Objective: To investigate the immediate and longitudinal mechanisms of action of intravenous immunoglobulin (IVIg) on axonal function in chronic inflammatory demyelinating polyneuropathy (CIDP).
Design: Prospective single-center study.
Setting: Hospitals and outpatient clinics.
Participants: Clinical and functional assessment, nerve conduction studies, and 526 motor excitability studies were undertaken in 27 patients, matched before and immediately after infusion and followed up longitudinally.
Main outcome measures: Axonal excitability variables were measured before and immediately after infusion and compared with matched studies and findings in healthy controls.
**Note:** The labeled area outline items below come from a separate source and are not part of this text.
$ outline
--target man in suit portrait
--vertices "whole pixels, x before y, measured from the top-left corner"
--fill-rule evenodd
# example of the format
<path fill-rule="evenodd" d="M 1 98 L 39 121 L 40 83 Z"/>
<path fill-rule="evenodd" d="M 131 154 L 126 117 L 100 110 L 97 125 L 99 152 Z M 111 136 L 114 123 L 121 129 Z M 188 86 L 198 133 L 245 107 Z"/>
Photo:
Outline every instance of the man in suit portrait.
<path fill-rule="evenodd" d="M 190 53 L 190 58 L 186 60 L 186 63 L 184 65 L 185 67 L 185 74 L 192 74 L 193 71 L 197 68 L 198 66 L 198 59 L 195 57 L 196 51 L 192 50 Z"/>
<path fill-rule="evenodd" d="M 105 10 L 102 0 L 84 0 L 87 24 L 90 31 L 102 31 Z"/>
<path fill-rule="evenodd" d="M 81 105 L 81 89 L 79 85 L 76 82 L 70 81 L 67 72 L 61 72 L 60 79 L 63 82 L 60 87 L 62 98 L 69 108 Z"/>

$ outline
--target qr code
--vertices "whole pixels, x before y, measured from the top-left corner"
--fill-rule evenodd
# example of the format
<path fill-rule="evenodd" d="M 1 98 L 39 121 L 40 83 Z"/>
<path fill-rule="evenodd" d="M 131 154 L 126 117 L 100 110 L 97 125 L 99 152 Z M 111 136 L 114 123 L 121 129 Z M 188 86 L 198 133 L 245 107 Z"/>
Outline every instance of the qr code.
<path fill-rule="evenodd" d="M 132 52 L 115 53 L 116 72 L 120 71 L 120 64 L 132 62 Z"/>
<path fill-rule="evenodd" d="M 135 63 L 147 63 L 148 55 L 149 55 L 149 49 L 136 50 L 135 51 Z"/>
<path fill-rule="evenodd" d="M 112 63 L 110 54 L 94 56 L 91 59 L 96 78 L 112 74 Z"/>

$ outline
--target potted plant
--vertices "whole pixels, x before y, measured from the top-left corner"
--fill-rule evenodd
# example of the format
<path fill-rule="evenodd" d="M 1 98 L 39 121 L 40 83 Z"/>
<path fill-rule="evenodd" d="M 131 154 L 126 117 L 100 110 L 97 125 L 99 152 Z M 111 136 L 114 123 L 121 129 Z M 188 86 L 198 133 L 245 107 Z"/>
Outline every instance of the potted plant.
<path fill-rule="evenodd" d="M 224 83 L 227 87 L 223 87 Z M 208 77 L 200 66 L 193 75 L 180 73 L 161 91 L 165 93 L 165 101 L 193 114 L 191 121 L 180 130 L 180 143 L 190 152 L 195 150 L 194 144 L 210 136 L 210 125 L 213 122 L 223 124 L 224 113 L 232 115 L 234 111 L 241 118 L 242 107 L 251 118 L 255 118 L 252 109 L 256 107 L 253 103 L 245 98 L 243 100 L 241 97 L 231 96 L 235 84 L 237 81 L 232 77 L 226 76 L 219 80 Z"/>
Results: Immediately after infusion, patients demonstrated decreased threshold, with significant reduction in strength-duration time constant (P = .003), reduction in accommodation to depolarization (P = .04), and reduced threshold change during hyperpolarization (P = .003), accompanied by significant decreases in superexcitability (P = .03) and subexcitability (P = .02). In contrast, changes were absent in disease controls, confirming a specific IVIg action in CIDP patients. Longitudinally, changes correlated with clinical improvement (mean [SE] increase in the Medical Research Council sum score, 2.7 [0.7]; P = .005). Increased compound muscle action potential amplitude was associated with reduction in terminal latency (correlation coefficient, -0.65; P = .02). In addition, these changes translated into improvement in functional assessment with the adjusted Inflammatory Neuropathy Cause and Treatment score, which demonstrated a significant correlation with nerve excitability variables longitudinally (P = .01).
Conclusions: Findings from the present series establish a modulatory effect of IVIg on axonal function in CIDP patients, suggesting that IVIg stabilizes axonal membrane potential and promotes axonal recovery.